At Flipkart, there are multiple use-cases for high throughput messaging like streaming/batch pipelines, ordered processing, auditing, etc. Most of the teams manage and deploy their own messaging backends which are primarily Kafka clusters. We identified that offering topic-as-a-service can take away operational complexity for these teams and help us enforce stricter SLAs around uptime and geo-replication. This session will talk about our approach towards building a scalable and multi-tenant platform with Pulsar as the choice of backend.

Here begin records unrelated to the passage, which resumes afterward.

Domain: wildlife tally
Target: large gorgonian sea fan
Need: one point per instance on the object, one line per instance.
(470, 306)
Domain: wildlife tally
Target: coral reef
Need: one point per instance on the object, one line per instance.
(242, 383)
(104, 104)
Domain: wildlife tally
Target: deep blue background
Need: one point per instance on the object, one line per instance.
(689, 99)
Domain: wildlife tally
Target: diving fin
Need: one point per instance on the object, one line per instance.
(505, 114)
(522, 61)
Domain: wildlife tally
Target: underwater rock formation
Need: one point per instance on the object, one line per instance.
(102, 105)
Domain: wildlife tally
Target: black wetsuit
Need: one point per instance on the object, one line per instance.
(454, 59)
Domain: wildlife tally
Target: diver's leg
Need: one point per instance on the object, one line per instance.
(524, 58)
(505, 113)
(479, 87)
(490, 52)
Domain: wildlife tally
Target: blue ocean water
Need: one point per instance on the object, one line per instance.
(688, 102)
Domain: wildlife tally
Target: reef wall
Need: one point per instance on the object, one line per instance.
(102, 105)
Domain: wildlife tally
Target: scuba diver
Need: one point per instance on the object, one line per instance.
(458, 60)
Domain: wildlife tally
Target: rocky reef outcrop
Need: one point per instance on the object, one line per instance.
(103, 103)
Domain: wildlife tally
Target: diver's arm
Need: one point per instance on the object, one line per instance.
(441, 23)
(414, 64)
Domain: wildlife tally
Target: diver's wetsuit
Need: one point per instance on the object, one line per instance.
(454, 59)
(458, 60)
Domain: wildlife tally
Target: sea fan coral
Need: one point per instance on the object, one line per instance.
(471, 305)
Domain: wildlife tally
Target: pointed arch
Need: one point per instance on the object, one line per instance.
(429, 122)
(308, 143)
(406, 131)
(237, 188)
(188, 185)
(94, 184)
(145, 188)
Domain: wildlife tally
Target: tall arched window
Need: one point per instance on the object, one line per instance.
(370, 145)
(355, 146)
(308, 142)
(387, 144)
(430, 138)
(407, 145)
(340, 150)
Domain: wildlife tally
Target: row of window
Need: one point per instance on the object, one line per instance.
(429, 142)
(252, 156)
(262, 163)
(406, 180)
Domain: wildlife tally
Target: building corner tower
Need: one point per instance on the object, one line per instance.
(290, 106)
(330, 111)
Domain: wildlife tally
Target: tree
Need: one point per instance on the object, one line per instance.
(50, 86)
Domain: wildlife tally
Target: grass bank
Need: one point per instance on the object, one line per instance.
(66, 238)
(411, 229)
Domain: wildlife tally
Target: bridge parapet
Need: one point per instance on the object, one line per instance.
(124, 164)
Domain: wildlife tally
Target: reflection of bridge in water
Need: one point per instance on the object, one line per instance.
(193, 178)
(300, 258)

We maintain our own control plane which offers simpler contracts for onboarding a new user rather than bogging them down with cluster management aspects. The talk will cover some of the design decisions that have been made when offering this as a service in our private cloud and also some of the technical aspects like:
How we ensure capacity for new tenants in a shared cluster with reasonable guarantees.
Pulsar offers different kinds of isolation mechanisms: cluster peering, isolation groups, produce/dispatch quotas, etc.
We will explain our philosophy when configuring these. Operational Readiness:
Approach to redline testing, ensuring zero data-loss and ensuring uptime. Oauth2 and in-house RBAC integrations to tailor permission model that works for topic-as-a-service.
How we provide Active-Passive topics on top of Pulsar (as compared to active-active that comes out of the box).
The talk will briefly touch upon the challenges we face when driving adoption and convincing kafka users to move to this platform. We will wrap up the talk by outlining some of the things that we intend to improve upon in the long-term.